Schneider Schüttel Ursula · Nationalrat · 2020-06-17
Schneider Schüttel Ursula · Nationalrat · Freiburg · Sozialdemokratische Fraktion · 2020-06-17
Wortprotokoll
Aufgrund der Einschränkungen, die wegen der Corona-Krise notwendig geworden sind, kamen etliche Unternehmen in wirtschaftliche Schwierigkeiten - wir wissen es alle. Der Bundesrat beschloss deshalb relativ rasch, die betroffenen Unternehmen zur Vorbeugung eines Liquiditätsengpasses [PAGE 1058] und zur Vermeidung von Massenentlassungen zu unterstützen. Mit der sogenannten Solidarbürgschaftsverordnung vom 25. März 2020 ermöglichte er es den Unternehmen, bei ihren Hausbanken Darlehen im Umfang von bis zu 10 Prozent ihres Umsatzes, maximal bis zu 500[NB]000 Franken, aufzunehmen. Für diese Darlehen bürgt der Bund via Bürgschaftsorganisationen solidarisch. Diese Darlehen sollten innert kürzester Zeit unkompliziert und möglichst formlos erhältlich sein. Die Unternehmen beantragten in der Folge ihre Kredite. Einige waren vorsichtig und begnügten sich mit einem kleineren Kredit, als ihnen gemäss der Covid-19-Solidarbürgschaftsverordnung zustehen würde.
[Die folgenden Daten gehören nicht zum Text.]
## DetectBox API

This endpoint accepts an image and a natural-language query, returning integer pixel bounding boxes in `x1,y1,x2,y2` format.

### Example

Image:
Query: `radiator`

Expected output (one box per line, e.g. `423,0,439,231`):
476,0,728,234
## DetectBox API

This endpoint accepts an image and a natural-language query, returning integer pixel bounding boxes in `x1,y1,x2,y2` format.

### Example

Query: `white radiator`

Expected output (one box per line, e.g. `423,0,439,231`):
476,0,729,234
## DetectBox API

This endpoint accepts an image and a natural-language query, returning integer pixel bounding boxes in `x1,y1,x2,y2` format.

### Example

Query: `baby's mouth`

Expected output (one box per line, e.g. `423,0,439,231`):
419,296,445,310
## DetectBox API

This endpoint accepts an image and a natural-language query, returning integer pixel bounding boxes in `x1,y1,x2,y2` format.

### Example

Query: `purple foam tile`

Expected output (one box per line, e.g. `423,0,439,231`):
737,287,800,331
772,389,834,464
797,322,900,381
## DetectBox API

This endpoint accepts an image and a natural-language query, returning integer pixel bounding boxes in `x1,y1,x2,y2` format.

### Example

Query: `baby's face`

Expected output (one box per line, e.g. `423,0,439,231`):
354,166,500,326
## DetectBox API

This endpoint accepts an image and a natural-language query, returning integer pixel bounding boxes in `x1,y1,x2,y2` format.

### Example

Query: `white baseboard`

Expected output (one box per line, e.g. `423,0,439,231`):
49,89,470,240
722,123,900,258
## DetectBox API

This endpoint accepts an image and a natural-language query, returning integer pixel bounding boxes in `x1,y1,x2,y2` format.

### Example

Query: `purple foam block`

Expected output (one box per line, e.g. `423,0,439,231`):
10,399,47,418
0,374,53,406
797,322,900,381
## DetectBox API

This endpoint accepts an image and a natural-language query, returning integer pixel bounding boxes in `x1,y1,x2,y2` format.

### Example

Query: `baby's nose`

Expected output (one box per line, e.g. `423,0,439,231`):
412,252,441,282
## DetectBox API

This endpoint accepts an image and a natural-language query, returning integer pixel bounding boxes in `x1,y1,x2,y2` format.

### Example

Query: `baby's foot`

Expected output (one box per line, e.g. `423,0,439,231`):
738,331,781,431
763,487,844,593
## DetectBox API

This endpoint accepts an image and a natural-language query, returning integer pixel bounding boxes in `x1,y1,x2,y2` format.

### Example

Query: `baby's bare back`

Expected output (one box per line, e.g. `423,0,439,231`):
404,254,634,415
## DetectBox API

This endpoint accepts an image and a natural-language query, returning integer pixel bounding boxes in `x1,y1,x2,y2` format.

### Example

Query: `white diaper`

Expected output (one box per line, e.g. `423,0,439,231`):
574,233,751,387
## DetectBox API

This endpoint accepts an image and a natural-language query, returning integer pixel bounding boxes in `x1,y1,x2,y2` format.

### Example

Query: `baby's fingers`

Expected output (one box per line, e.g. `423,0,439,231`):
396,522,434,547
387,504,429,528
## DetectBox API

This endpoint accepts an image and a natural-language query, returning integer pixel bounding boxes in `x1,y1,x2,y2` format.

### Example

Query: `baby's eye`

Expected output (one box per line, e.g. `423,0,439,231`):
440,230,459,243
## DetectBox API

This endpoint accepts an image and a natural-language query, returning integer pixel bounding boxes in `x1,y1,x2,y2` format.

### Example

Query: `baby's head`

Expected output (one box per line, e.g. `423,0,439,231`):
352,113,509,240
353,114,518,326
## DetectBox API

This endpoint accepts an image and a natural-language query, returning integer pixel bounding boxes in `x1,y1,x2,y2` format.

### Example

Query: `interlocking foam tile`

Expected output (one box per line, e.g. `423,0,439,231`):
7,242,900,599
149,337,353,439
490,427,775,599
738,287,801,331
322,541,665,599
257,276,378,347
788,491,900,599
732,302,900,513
Als die Massnahmen verlängert wurden, sahen sie sich veranlasst, bei den Banken einen zweiten Kredit zu beantragen. Dieser wurde verweigert mit dem Hinweis, dass nur ein einziger Kredit gewährt werden dürfe. Genaue Zahlen über die Unternehmen, die einen zweiten Kredit beantragen könnten, sind allerdings nicht bekannt.
Nachdem in der Finanzkommission des Ständerates die Haltung des Bundesrates bestätigt wurde, wegen möglicher Missbräuche beziehungsweise aus Gründen der Prävention nur ein einziges Kreditgesuch pro Unternehmen zuzulassen und die Verordnung nicht anders interpretieren zu können, kam die vorliegende Motion zustande. Sie wurde im Ständerat an der Sitzung vom 4. Juni 2020 knapp mit 19 zu 18 Stimmen bei 3 Enthaltungen angenommen.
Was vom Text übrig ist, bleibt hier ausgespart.